Premier calls for innovative ideas so machines can be built in China
Premier Li Keqiang called on domestic manufacturers to make China’s own robots – a vital part of the Made in China 2025 strategy – with further technical and organizational innovation during his visit to Shaanxi province, which ended on Tuesday.
Equipment manufacturers should boost employees’ enthusiasm and encourage them to develop new technologies for the robotics industry and to bring smart manufacturing to a higher level, Li said on Monday during a tour of Qinchuan Machine Tool & Tool Group Co, Ltd, a leading company in Baoji in the northwestern province.
Li’s comment came after learning the company had developed and made industrial retarders, a key component in robots.
In the past, China had to import the components from foreign manufacturers. Li called on employees to make China’s own robots with independently developed technologies.
Since Made in China 2025 was proposed in the annual Government Work Report that Li delivered in 2015, equipment manufacturing and the robotics industry have boomed in the world’s second-largest economy. The stock price of Shenyang Machine Tools Co, the nation’s largest machine tool maker, soared that year by six times to 42 yuan ($6.15).
Qinchuan, the third-largest company in the sector in terms of revenue, now is one of the few machine tool makers to show a profit, with a net profit of 14.9 million yuan last year. The company has kept a couple of records in Asia in high-precision machine tool making, said company Chairman Long Xingyuan.
Machine tools, which improve the quality of goods produced by their customer companies, are an essential part of equipment manufacturing, as China still has to import high-end machines for the manufacturing industry.
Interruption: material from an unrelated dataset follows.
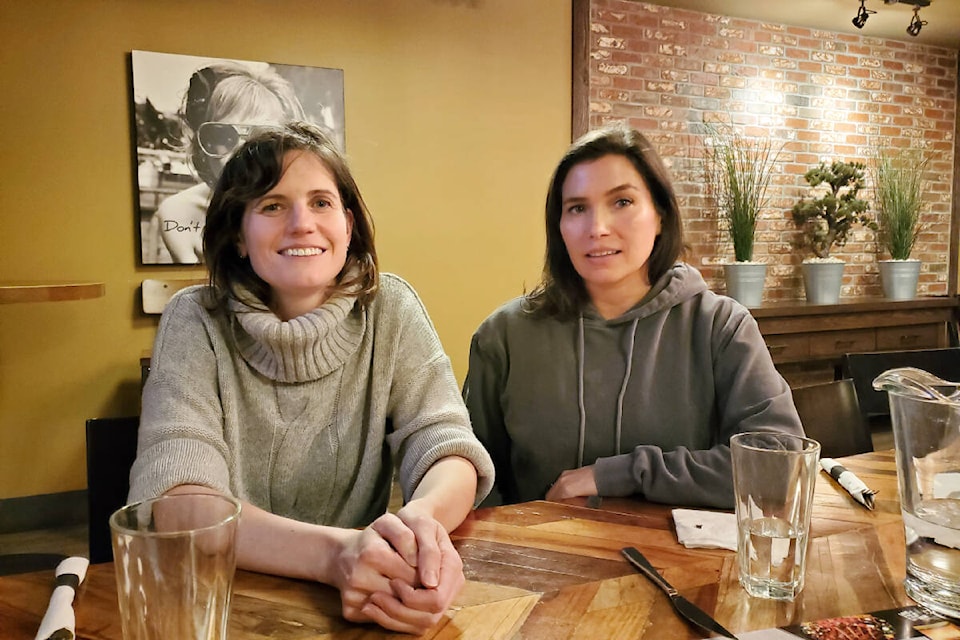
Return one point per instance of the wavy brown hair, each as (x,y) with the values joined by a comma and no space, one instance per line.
(561,292)
(251,172)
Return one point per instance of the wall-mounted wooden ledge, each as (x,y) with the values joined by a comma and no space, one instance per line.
(49,291)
Meanwhile, equipment manufacturing is undergoing profound changes.
Long said about 98 percent of large-scale machine tools are customized for each client. About three-fourths of his employees have built their teams to boost technological innovation and provide differentiated services to clients.
Li said traditional, standardized production no longer adapts to customized demands. Big companies should promote entrepreneurship and innovation to remain competitive, he added.
In addition to technological innovation, Qinchuan has developed a new model to serve clients by making clear how long a machine tool can earn enough profits to cover the cost, Long said.
For example, one of Qinchuan’s machine tools produces wheel gears for new energy vehicles and can earn about 12,000 yuan in net income per day. Long said one such machine tool can pay for itself in about 13 months even though it sells for 4.56 million yuan.
Innovations have resulted in expanded business, as the company achieved a 31 percent increase in revenue, to 2 billion yuan, from January to May. And the company’s products are exported to 15 countries, competing with German and Japanese manufacturers in the international market.